ONCE UPON A TIME IN HOLLYWOOD totally rules
Updated: Aug 6, 2019
I started to write a whole damn dissertation on ONCE UPON A TIME IN HOLLYWOOD, and then stopped because I had too much to say. Basically: It’s great!
I’m not exactly a Tarantino superfan. I love his devotion to cinema, his absolutely kickass movie theater, and, like, a third of his movies. I tend to agree with him more in theory than in practice. What turns me off about his films is also what attracts others to them: Namely, I find the violence excessive in a way that doesn’t have as much to say as people seem to think. And as far as dialogue goes, I find a lot of it not all that enjoyable, serving mainly as filler between hyper-violent scenes.

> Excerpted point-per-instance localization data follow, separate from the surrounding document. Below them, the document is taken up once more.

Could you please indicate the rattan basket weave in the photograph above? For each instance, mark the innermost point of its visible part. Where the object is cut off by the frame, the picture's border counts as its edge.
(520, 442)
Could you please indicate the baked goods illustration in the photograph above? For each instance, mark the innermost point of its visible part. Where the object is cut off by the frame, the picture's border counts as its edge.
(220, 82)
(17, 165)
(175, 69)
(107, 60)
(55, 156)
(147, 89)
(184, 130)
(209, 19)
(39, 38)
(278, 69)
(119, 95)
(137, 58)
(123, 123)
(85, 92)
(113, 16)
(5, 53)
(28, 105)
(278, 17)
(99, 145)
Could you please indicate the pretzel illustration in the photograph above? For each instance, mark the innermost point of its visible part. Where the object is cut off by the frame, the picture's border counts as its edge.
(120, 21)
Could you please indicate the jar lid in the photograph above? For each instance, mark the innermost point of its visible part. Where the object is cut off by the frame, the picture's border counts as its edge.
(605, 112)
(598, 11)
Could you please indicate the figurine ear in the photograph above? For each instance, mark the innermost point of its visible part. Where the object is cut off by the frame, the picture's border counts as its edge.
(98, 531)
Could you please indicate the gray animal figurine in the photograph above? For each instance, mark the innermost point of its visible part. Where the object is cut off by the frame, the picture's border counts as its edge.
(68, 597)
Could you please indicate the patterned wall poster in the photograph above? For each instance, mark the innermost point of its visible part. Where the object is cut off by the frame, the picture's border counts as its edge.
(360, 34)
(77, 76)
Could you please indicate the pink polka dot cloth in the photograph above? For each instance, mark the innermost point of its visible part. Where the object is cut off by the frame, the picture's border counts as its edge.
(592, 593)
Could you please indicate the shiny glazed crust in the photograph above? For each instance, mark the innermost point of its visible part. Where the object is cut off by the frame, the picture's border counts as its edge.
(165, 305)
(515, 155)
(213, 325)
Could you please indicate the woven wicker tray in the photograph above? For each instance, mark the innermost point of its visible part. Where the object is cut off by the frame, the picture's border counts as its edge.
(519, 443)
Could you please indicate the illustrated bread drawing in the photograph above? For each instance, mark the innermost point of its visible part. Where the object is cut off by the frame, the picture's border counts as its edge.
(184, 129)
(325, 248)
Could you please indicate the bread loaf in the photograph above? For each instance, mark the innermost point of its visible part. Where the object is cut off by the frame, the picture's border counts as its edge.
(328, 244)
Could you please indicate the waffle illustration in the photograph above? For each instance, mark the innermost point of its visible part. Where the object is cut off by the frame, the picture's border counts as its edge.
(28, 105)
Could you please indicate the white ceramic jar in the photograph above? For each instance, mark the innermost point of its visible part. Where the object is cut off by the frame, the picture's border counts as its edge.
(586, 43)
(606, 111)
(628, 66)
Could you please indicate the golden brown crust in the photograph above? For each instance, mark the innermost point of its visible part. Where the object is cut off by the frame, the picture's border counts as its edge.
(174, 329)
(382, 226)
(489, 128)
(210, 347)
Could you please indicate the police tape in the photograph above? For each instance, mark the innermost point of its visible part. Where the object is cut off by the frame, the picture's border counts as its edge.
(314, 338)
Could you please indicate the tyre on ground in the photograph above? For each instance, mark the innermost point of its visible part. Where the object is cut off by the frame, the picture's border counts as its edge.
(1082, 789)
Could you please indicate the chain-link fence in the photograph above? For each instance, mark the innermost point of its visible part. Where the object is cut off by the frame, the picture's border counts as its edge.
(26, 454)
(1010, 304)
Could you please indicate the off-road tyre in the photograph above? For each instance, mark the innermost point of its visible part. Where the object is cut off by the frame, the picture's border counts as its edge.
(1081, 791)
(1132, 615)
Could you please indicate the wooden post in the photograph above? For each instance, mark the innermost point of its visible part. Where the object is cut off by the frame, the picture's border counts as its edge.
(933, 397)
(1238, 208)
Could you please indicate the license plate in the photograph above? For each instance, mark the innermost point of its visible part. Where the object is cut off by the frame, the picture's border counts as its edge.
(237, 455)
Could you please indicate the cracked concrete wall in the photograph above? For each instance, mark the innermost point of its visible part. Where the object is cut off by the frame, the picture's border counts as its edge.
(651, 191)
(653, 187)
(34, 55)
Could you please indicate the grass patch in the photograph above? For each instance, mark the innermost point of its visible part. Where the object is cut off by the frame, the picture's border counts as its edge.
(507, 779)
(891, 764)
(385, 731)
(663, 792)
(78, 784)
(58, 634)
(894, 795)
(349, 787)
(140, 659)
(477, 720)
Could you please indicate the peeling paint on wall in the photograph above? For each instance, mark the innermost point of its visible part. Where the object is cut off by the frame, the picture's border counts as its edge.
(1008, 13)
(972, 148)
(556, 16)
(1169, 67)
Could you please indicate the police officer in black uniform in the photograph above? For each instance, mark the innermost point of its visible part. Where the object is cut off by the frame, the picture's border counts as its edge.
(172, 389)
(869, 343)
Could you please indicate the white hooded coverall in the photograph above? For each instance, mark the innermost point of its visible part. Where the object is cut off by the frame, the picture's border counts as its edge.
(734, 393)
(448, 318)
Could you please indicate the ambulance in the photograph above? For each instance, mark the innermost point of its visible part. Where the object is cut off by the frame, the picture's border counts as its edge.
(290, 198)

But ONCE UPON A TIME IN HOLLYWOOD uses Tarantino’s trademark violence and dialogue in a way that really, really works. And I am willing to retroactively grant my approval to Tarantino films I didn’t exactly love the first time around, because without them, this movie wouldn’t feel nearly as meaningful.
I am not sure how you would view this movie if you were A) unfamiliar with the Manson Family murders and B) unfamiliar with at least some of Tarantino’s other work. I could write an entire book on point A; there is a raging debate on Twitter where people are complaining that because they’re unaware of one of the most significant events in 20th century American history, they didn’t “get” the film. What do you even say to those people, except…did you end up in the wrong theatre? Are you sure you weren’t trying to see THE LION KING remake instead?
As for point B, you don’t HAVE to have seen other Tarantino films, I guess, but it certainly helps. Because he uses his traditional storytelling techniques to telegraph exactly what is going to happen in this film, if you’re paying attention:
He reminds you of INGLOURIOUS BASTERDS by making frequent references to a Nazi film Rick Dalton (Leonardo DiCaprio) starred in, the FOURTEEN FISTS OF MCCLUSKEY.
He reminds you you’re watching a film—specifically, a Tarantino film—with all the damn bare feet, the soundtrack, the celebrity cameos, the meandering dialogue and seeming non-sequiturs.
He then brings these concepts together to give a “twist” ending that in retrospect is so obvious, it’s genius.
What I love most about ONCE UPON A TIME IN HOLLYWOOD is that it encourages the viewer to think about what it’s saying with both the in-movie story and all the choices Tarantino makes as a filmmaker. The conclusion is absolutely bananas, pitch-perfect, and says a hell of a lot while still managing to be fun as hell. As for what it’s saying, well…I’ll leave that for the 2309283 MFA theses this movie will surely inspire.